# taz.de -- Kunst in der Republik Moldau: Ein Hauch von Rebellion
       
       > Die Kulturszene der Republik Moldau befindet sich im postsowjetischen
       > Vakuum. Ein Besuch bei den wenigen Künstlern, die im Land geblieben sind.
       
 (IMG) Bild: Fotografie aus einer Ausstellung, die die Transformation der Hauptstadt Chisinau thematisiert
       
       CHISINAU taz |„Fuck away to your Germany! Quickly!“ steht an der
       unverputzten Wand, ein einziger Slogan in lateinischen Buchstaben zwischen
       vielen kyrillischen. Es ist ein Abschiedsgruß, den Freunde des Malers Juri
       Klementiev ihm in dessen Studio in Chisinau hinterlassen haben. In den
       1990er Jahren hatte sich dort, in einer kleinen Wohnung im 25. Stock eines
       gigantischen sozialistischen Wohnblocks, der künstlerische Underground
       Moldaus zum Malen, Diskutieren und Trinken getroffen. Klementiev war der
       Bekannteste von ihnen.
       
       Nach der Unabhängigkeit der ehemaligen Sowjetrepublik verließ der Künstler
       das Land – er wollte seiner Freundin nach Deutschland folgen, landete aber
       in der Ukraine, wo er bis heute lebt.
       
       Das Atelier ist seither ungenutzt. Nun soll es wiederbelebt werden.
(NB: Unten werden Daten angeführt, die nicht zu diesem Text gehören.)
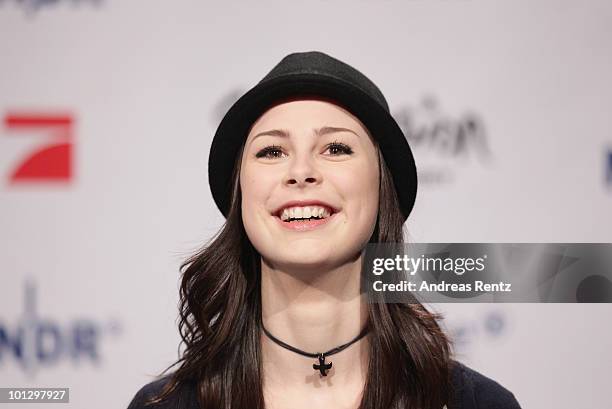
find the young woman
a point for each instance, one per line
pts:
(308, 167)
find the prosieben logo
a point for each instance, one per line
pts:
(51, 159)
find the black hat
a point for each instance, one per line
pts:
(318, 74)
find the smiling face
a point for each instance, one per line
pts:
(309, 159)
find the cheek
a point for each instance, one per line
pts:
(359, 188)
(256, 188)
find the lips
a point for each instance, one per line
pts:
(305, 224)
(301, 203)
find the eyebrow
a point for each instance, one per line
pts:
(319, 132)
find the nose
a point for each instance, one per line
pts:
(302, 172)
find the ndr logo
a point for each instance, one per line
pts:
(32, 6)
(37, 341)
(609, 167)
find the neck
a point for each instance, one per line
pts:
(314, 311)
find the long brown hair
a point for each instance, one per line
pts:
(220, 325)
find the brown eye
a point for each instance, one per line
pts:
(270, 152)
(338, 148)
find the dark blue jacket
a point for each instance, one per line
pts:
(472, 391)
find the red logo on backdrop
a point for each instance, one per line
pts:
(51, 162)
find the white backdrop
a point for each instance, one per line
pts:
(93, 229)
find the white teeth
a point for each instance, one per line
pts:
(304, 212)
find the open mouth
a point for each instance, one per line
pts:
(305, 217)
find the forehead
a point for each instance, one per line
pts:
(307, 113)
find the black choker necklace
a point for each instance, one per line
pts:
(321, 366)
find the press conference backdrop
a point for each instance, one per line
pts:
(109, 107)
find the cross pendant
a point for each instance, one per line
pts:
(322, 366)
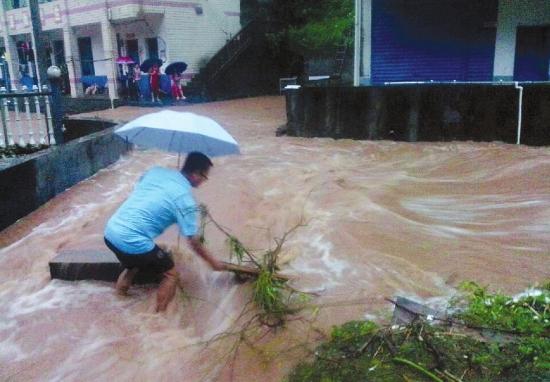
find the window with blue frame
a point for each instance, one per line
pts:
(433, 40)
(15, 4)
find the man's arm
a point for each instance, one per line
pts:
(200, 250)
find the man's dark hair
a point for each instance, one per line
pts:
(196, 162)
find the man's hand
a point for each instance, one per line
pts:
(200, 250)
(218, 266)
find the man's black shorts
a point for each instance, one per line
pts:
(155, 260)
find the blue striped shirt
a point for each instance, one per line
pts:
(161, 198)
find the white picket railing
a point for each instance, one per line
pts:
(26, 117)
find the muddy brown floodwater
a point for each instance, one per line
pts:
(382, 219)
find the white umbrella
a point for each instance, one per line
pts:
(179, 132)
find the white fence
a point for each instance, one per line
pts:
(26, 118)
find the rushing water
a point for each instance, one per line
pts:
(379, 219)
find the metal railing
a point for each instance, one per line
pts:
(26, 117)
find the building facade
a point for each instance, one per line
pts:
(85, 37)
(454, 40)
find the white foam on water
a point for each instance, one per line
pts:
(55, 295)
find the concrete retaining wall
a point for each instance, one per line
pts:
(478, 112)
(26, 184)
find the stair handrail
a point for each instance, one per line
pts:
(229, 51)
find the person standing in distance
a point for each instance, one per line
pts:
(162, 197)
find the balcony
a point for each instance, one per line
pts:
(125, 13)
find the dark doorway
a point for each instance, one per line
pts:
(59, 52)
(152, 47)
(132, 50)
(532, 54)
(86, 56)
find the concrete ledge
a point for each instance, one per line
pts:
(421, 112)
(27, 183)
(92, 265)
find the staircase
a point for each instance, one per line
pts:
(340, 57)
(201, 84)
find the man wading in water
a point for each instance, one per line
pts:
(161, 198)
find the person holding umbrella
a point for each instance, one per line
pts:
(174, 70)
(162, 197)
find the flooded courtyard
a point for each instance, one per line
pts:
(380, 219)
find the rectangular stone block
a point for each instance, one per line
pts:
(93, 265)
(406, 311)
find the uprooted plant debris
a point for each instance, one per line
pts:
(272, 295)
(490, 337)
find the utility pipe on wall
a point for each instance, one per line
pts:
(357, 42)
(520, 88)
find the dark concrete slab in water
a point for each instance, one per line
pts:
(407, 310)
(92, 265)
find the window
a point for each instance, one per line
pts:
(14, 4)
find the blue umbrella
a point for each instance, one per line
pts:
(149, 63)
(180, 132)
(176, 67)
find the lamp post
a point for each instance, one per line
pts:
(54, 75)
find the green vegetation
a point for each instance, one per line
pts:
(303, 27)
(493, 337)
(16, 150)
(271, 294)
(328, 25)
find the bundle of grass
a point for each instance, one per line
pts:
(468, 350)
(271, 293)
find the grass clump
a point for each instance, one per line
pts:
(17, 150)
(527, 313)
(421, 351)
(271, 293)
Bereits
       im Dezember gab es eine Präsentation von Videokunst auf der großen
       Dachterrasse zwischen rostigen Satellitenschüsseln und dampfenden
       Entlüftungsanlagen. Für viele war das ein großes Ereignis, denn Moldau ist
       das ärmste Land Europas, die meisten KünstlerInnen haben längst das Land
       verlassen – wie eben fast alle, die dazu eine Chance haben.
       
       Max Kuzmenko, Mitglied des Kunstkollektivs Izm, steht auf der Terrasse und
       wirft seine Zigarette in ein Loch – es führt die 25 Stockwerke hinab direkt
       in die Kanalisation. Der junge Mann arbeitet für das KSA:K – Zentrum für
       zeitgenössische Kunst in Chisinau, das 1996 gegründet wurde, um
       zeitgenössische Kunst sichtbar zu machen. Sein Sitz: eine winzige Wohnung,
       vollgestopft mit Büchern, eigentlich eine offene Bibliothek – nachgefragt
       ist die aber kaum. „Es gibt keine neue Generation, wo soll sie auch
       herkommen?“, fragt Kuzmenko.
       
       ## Straffe Hierarchien
       
       Die Gegenwartskunst hat es nicht leicht in Moldau. Es gibt dort ganz andere
       Probleme: Armut, Korruption, die politische Spaltung zwischen Russland und
       der EU, der schwelende Konflikt um die an die Ukraine grenzende abtrünnige
       Provinz Transnistrien. Bei den Wahlen im November setzte sich dann das
       proeuropäische Lager knapp durch. Es gibt kein Museum für zeitgenössische
       Kunst.
       
       Die Nationalgalerie zeigt Gemälde, Skulpturen, ein paar Grafiken.
       Fotografien, Installationen oder gar Videokunst sind dort nicht zu sehen.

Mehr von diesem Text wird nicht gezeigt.